Democratic Sen. Elizabeth Warren formally launched her presidential campaign on Saturday at a rally in her home state of Massachusetts, marking the final step in a process that had been underway for months.
Warren made little secret for years of the fact that she was considering a White House bid, and the former Harvard Law School professor has been considered a top contender among Democrats ever since she was first elected to the Senate in 2012.
Warren's announcement Saturday in Lawrence, Mass., was the first event in a seven state tour of early voting primary states. After Lawrence, Warren's campaign said she planned to travel to Iowa, New Hampshire, South Carolina, Georgia, Nevada and California.
Even before Warren's formal announcement, President Donald Trump's reelection campaign sent out a statement lambasting the senator and her policy positions.
"We are here to take on a fight that will shape our lives, our children's lives and our grandchildren's lives, just as surely as the fight that began in these streets more than a century ago," Warren said, in a statement posted to blogging site Medium.
"Because the man in the White House is not the cause of what's broken, he's just the latest — and most extreme — symptom of what's gone wrong in America," she added.
So far, there has been little reliable polling on the 2020 Democratic presidential field, which is growing on a near daily basis. But there is some good news in the numbers for Warren. A recent Politico-Morning Consult poll showed that more than half of all Americans already support what is expected to be a pillar of Warren's candidacy: Higher taxes on the ultra-wealthy.
An Oklahoma native who moved to Massachusetts as an adult, Warren has already staked out the issues of economic equality and anti-corruption, well ahead of the rest of the Democrats expected to run in 2020.
Both are subjects that Warren is uniquely positioned to tackle, given her experience as both a professor and her legislative record as a senator.
This fall, Warren introduced sweeping new ethics legislation, no doubt with an eye toward her 2020 campaign platform. The Anti-Corruption and Public Integrity Act would place a lifetime lobbying ban on former presidents and vice presidents, Cabinet secretaries, members of Congress and federal judges.
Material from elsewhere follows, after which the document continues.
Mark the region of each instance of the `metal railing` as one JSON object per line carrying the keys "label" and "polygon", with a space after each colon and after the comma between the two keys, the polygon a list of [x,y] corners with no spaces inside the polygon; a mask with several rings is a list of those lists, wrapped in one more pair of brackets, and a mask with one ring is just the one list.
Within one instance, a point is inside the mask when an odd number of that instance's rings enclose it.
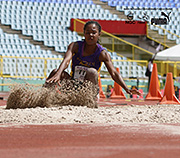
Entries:
{"label": "metal railing", "polygon": [[[167,40],[168,40],[167,34],[170,34],[171,36],[175,36],[175,37],[177,37],[177,38],[180,39],[180,36],[179,36],[179,35],[177,35],[177,34],[175,34],[175,33],[172,33],[171,31],[166,30],[166,29],[164,29],[164,28],[162,28],[162,27],[160,27],[160,26],[158,26],[158,25],[153,24],[152,26],[154,26],[155,28],[157,28],[157,29],[155,29],[156,31],[158,31],[158,29],[160,29],[160,30],[162,30],[162,32],[163,32],[162,35],[159,35],[159,36],[158,36],[158,37],[163,36],[163,40],[162,40],[162,41],[159,41],[159,40],[157,39],[157,37],[153,37],[153,36],[151,36],[151,35],[149,34],[148,28],[150,28],[151,25],[152,25],[151,23],[147,23],[147,27],[146,27],[146,28],[147,28],[147,30],[146,30],[146,36],[147,36],[147,38],[149,38],[149,39],[151,39],[151,40],[153,40],[153,41],[155,41],[155,42],[163,45],[165,48],[169,48],[169,47],[170,47],[170,46],[168,45],[168,43],[167,43]],[[175,40],[174,40],[174,41],[175,41]]]}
It would also require presidential candidates to release at least eight years of tax returns — President Donald Trump has refused to release any of his tax returns.
Also this fall, Warren introduced the Accountable Capitalism Act, which would require, among other provisions, that employees be given seats on the board of directors at some of the nation's biggest companies.
Yet even though Warren has been actively laying the groundwork for a White House bid for years, she has still failed to avoid serious stumbles along her path to Saturday's announcement.
None has been more damaging so far than the controversy over Warren's repeated assertion that she is of Native American, something she has done several times in recent decades.
Warren has blue eyes and blond hair, but last summer, under pressure to back up her past claims, she released the results of a DNA test that showed she has a small amount of Native American ancestry.
Warren's decision to release her DNA results was widely panned, in no small part because it appeared as though the senator and respected academic was directly responding to President Donald Trump's incessant taunting of her.
Trump has been referring to Warren as "Pocahontas" for years, ever since the senator first emerged on the national stage.
In a statement issued Saturday in response to Warren's announcement, Trump campaign manager Brad Parscale again seized on Warrens ethnicity, but stopped short of using the derogatory nickname the president prefers.
"Elizabeth Warren has already been exposed as a fraud by the Native Americans she impersonated and disrespected to advance her professional career, and the people of Massachusetts she deceived to get elected," Paracale said.
"The American people will reject her dishonest campaign and socialist ideas like the Green New Deal, that will raise taxes, kill jobs and crush America's middle-class," he added.
The controversy is likely to continue to haunt her candidacy, at least for the immediate future, judging from a new report this week by The Washington Post. Reporters there uncovered a registration card Warren filled out in 1986 for the State Bar of Texas, in which she listed her race as "American Indian."
Warren apologized, telling the Post, "I can't go back. But I am sorry for furthering confusion on tribal sovereignty and tribal citizenship and harm that resulted."
The ease with which the Post was able to obtain an example of Warren identifying as Native American, and the general nature of her apology, suggests there may be more instances of this than have so far been reported.